- Directed by: Alastair Fothergill Andy Byatt
- Produced by: Alix Tidmarsh Sophokles Tasioulis
- Edited by: Martin Elsbury
- Music by: George Fenton
- Production companies: BBC Worldwide; BBC Natural History Unit; Greenlight Media;
- Distributed by: Optimum Releasing (United Kingdom); Kinowelt Filmerleih (Germany);
- Release date: 20 September 2003 (San Sebastian);
- Running time: 90 minutes
- Countries: United Kingdom Germany
- Language: English
- Budget: £2.8 million
- Box office: US$30 million

= Deep Blue (2003 film) =

Deep Blue is a 2003 nature documentary film that is a theatrical version of the 2001 BBC nature documentary series The Blue Planet. Alastair Fothergill and Andy Byatt are credited as directors, and six cinematographers are also credited. The film premiered at the San Sebastian Film Festival in Spain on 20 September 2003. It screened in over 20 territories from 2003 to 2005 and grossed over $30 million at the box office.

==Production==

Deep Blue is a theatrical version of the 2001 BBC nature documentary series The Blue Planet. BBC Worldwide and Germany's Greenlight Media co-produced the film. Alastair Fothergill and Andy Byatt are credited as directors, and six cinematographers were also credited: Doug Allan, Mike deGruy, Peter Scoones, Simon King, Rick Rosenthal, and Bob Cranston. The idea for Deep Blue developed from when a shorter version of The Blue Planet was cut for The Proms in 2002, and for which George Fenton composed a score. When BBC Worldwide partnered with Greenlight Media and the latter helped raise money for the film, the filmmakers reviewed over 70,000 hours of raw footage from The Blue Planet. Ultimately, a quarter of Deep Blue consisted of footage not shown in The Blue Planet. Producer Sophokles Tasioulis said, "There's not a single cut in the movie that's the same as the TV series." The film contains only 15 lines of narrative. Filmmakers enlisted Fenton to compose the film's score, which was performed by the Berlin Philharmonic in their cinematic debut. Voiceovers were also recorded for different countries. Production of the theatrical version cost £2.8 million, while marketing and distribution cost an additional £1 million.

==Release==
Footage of Deep Blue was first screened at the Cannes Film Market on 18 May 2003. It premiered at the San Sebastian Film Festival in Spain on 20 September 2003. Variety reported, "'Deep Blue' world preemed at San Sebastian to applause Saturday."

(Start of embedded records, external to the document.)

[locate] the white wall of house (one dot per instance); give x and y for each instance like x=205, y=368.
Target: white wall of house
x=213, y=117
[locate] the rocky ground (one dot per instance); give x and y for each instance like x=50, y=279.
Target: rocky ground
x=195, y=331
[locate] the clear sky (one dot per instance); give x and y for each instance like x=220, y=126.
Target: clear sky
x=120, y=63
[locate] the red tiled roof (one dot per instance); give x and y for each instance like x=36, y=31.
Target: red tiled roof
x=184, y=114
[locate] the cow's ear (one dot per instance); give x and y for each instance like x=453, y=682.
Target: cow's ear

Deep Blue was the first theatrical release from BBC Worldwide. Not including the United States, Deep Blue was theatrically distributed in over 20 territories and grossed $30 million at the box office. The film "performed well" in theaters in Europe. In Germany, it became the highest-grossing documentary film to date. In Japan, it broke records at the box office. The documentary was released on DVD before Christmas 2004. Over 480,000 units were sold in the United Kingdom, France, Germany, and Switzerland. In Japan, it sold over 110,000 copies on the first day and became the first documentary to rank first on Japan's DVD charts.

Miramax Films acquired rights in December 2003 to distribute Deep Blue in North America. Variety called the acquisition "a rare foray for the distrib into nonfiction films". It gave the film a limited release in June 2005. Deep Blue screened in five theaters for 12 weeks and grossed $132,261.

==Critical reception==

The film review website Metacritic reported that among a sample of 17 critics from the United States, 11 gave Deep Blue a positive review and 6 gave it a mixed review. The website gave the film an overall score of 71 out of 100. Laura Kern of The New York Times called Deep Blue, a re-cut of The Blue Planet, "a more visual and less informative re-assemblage of the mounds of footage shot for the show, is alternately mind-blowing and mind-numbing". Kern commended footage of deep-sea creatures as "so exotic they would be the envy of any science-fiction film". The critic concluded, "The experience of 'Deep Blue' is hardly enlightening. In the end, a sliver of knowledge may be gained, or environmental concerns only briefly alluded to might be pondered, but mostly what remains are pretty pictures that quickly fade into oblivion."